Une poignée d'air À peine coloré Et nous voilà trempés d'écume Du sable dans les cheveux MUGUET double la mise
Miettes de regard Se rassemblent En un clin d'œil Convergent Me frappent Je suis vu Cela change tout
Allumée d'erreur La flamme en silence Brille à contre-sens Imprévue, sa chaleur Posée sur les cœurs Sur les lèvres Élève
Nous sommes les puissants Nous inventons l'oubli Nous libérons les mots Nous secouons les portes Nous scions les barreaux Derrière nous le monde libre Enfin respire !

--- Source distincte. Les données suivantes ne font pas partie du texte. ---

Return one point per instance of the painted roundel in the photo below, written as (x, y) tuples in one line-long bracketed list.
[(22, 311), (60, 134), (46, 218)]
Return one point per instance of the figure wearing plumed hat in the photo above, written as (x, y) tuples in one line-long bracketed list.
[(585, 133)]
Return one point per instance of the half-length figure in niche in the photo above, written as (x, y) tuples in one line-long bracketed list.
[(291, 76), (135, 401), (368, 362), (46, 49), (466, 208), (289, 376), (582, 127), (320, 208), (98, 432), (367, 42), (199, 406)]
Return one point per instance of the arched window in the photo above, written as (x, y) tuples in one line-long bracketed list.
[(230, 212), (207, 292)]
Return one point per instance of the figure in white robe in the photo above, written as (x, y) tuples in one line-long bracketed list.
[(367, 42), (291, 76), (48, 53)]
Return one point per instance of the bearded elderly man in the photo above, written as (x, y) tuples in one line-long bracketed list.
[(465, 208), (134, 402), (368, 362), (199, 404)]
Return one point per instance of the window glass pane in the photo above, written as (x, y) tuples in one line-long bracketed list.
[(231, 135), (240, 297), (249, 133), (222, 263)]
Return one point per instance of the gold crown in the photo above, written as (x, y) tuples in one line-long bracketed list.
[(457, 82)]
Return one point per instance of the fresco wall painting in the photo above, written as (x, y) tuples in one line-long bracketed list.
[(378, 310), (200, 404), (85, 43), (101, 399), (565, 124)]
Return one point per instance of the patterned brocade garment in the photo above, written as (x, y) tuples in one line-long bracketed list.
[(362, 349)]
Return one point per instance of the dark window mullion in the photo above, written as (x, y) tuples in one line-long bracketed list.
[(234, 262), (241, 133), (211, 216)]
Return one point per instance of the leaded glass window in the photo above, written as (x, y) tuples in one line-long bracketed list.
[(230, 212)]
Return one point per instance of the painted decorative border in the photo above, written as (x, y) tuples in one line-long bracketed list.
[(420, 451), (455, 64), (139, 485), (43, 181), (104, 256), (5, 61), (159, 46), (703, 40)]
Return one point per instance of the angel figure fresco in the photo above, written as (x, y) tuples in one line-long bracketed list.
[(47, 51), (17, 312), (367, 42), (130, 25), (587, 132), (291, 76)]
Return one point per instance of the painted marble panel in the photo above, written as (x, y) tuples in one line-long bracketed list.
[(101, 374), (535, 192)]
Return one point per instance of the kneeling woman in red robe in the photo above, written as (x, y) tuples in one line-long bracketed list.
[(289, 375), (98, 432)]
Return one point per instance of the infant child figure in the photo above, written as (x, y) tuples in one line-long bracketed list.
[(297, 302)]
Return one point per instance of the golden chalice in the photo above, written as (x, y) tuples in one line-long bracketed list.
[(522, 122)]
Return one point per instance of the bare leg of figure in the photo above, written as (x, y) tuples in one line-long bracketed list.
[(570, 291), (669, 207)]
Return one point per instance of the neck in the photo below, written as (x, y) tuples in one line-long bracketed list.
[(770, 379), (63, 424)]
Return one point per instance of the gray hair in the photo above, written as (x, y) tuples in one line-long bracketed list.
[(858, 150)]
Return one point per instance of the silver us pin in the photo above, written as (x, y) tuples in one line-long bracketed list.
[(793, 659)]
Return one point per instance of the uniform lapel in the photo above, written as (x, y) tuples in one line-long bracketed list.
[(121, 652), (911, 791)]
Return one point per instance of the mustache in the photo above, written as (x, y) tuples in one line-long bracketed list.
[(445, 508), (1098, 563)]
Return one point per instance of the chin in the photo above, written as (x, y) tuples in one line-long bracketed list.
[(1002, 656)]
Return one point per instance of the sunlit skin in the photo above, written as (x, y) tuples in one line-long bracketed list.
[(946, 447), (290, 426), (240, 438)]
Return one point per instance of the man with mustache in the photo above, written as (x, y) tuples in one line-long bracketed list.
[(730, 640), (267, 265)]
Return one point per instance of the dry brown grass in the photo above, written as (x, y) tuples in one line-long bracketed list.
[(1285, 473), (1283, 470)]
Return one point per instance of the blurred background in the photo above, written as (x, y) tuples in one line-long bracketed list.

Par surprise Un nombre indécent Des événements Se produisent Et rien n'empêche Rien ne s'oppose Rien n'évite Rien n'abolit Rien n'organise Tout s'agrandit Tout autorise Par surprise Un nombre indécent Des événements Se produisent
Le bateau baisse les bras Il pense à l'autre bord Il ne croit plus à la traversée L'ancre basse Il attend Que s'épuisent Les marées
J'envoie Devant moi Tous les sons qui me traversent Et les images C'est un champ gigantesque Une bourrasque où s'engouffrent L'air et l'eau De mes vieux jours
Les choses détruites Colorent le sol Le cachent par endroits Les choses détruites Dans l'air épais Ne retombent jamais
La petite rage rouge Rugit encore et ronge Plus rat que tigre Aigrie et grince Et mes oreilles s'en lassent
Ce que le froid lui fait prétendre De la couleur de ses joues Jusqu'à l'allure de son pas Je sais que tout cela n'est rien Sous les écharpes La peau n'a pas changé
M'avez-vous vu, Cet été, Arrêté en plein élan Le pied en l'air, Bloqué entre deux saisons ? Il me semble l'avoir reposé. Quel temps fait-il maintenant ?
Petit bourgeon Dort encore Rêve à la fleur Qu'il sera
Une forme apparue Au revers du décor Bientôt réelle En l'attendant Vivre sur ses contours L'imaginer réelle Ne doit pas empêcher d'être
Toute la course d'une nuit assoiffée Il aura fallu Toutes les doses de demi-Lune
Petite suite Devine Son passé Les indices Sous l'ombre portée
En quelques instants Même couchant Le Soleil efface De ton visage La morsure délicate Du vent
Le visage perdu Dans des mains opaques C'est l'air usé qui s'accumule Les poches d'eau Des lacs et des fleuves La grande vallée, l'océan ondulé Un point fixe à l'horizon Un silence Un souffle Et revient au monde
Ne griffe plus Ni murs ni nuages Les souvenirs se gravent Plus profond Les nuits sont plus tendres
Je suis un promeneur Professionel Solitaire Mais jamais seul Ma vie est un chemin secret Qui contient tous les paysages
Drôle d'élan Qui me propose Comme endroit le plus agréable Un point le plus éloigné De mes semblables Refus d'une origine, Ou recherche d'une Plus ancienne ?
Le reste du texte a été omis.